The incidence of acute kidney injury in rhabdomyolysis from any cause usually ranges from 13% to 50%.19 However, in our study, the incidence of acute kidney injury was comparatively higher (66.7%) among dengue patients with rhabdomyolysis. Among rhabdomyolysis cases, acute kidney injury predominantly occurred in patients with DHF, and most of them experienced gastrointestinal bleeding. DHF is characterized by increased vascular permeability resulting in plasma leakage.2 This finding suggests that rhabdomyolysis is not the only cause of acute kidney injury and that intravascular volume deficit resulting from plasma leakage and gastrointestinal bleeding plays an additional important role in damaging renal function. In our study, the median diagnostic times of acute kidney injury and rhabdomyolysis were 1 and 3 days, respectively, suggesting a delay in diagnosing rhabdomyolysis after the onset of kidney injury. We believe that this delay is caused by clinicians' lack of alertness to this disease. Thus, there is an urgent need for improving clinicians' awareness of dengue-related rhabdomyolysis and the importance of timely appropriate treatment.

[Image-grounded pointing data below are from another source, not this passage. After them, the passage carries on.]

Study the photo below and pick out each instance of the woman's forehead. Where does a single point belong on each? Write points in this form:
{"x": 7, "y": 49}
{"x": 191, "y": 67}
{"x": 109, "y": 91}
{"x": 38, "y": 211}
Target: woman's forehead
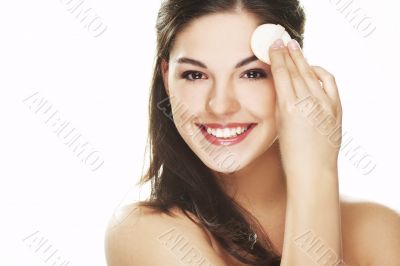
{"x": 219, "y": 35}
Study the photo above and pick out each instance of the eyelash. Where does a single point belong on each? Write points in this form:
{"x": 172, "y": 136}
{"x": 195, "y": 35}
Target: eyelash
{"x": 261, "y": 73}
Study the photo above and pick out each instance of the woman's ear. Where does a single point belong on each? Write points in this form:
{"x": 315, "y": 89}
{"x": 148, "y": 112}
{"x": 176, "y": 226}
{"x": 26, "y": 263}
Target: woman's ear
{"x": 164, "y": 72}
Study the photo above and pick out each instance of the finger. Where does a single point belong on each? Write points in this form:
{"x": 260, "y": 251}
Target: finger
{"x": 300, "y": 86}
{"x": 306, "y": 71}
{"x": 328, "y": 82}
{"x": 280, "y": 73}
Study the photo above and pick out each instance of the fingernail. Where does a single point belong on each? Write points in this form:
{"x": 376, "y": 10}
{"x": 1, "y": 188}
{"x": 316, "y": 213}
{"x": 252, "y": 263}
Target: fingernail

This study showed that DHF is not a risk factor for rhabdomyolysis. Severe complications, such as encephalopathy, hepatic failure, cardiomyopathy, and rhabdomyolysis, have been previously described in patients with DF.40 Manifestations of severe dengue, particularly organ dysfunction, were not included in the DHF/DSS definitions.2 Notably, recent studies show that approximately 20% of patients with severe dengue did not fulfill the criteria for DHF/DSS.41 Thus, our study highlights the importance of clinicians' alertness toward potentially fatal rhabdomyolysis during treatment of a DF patient.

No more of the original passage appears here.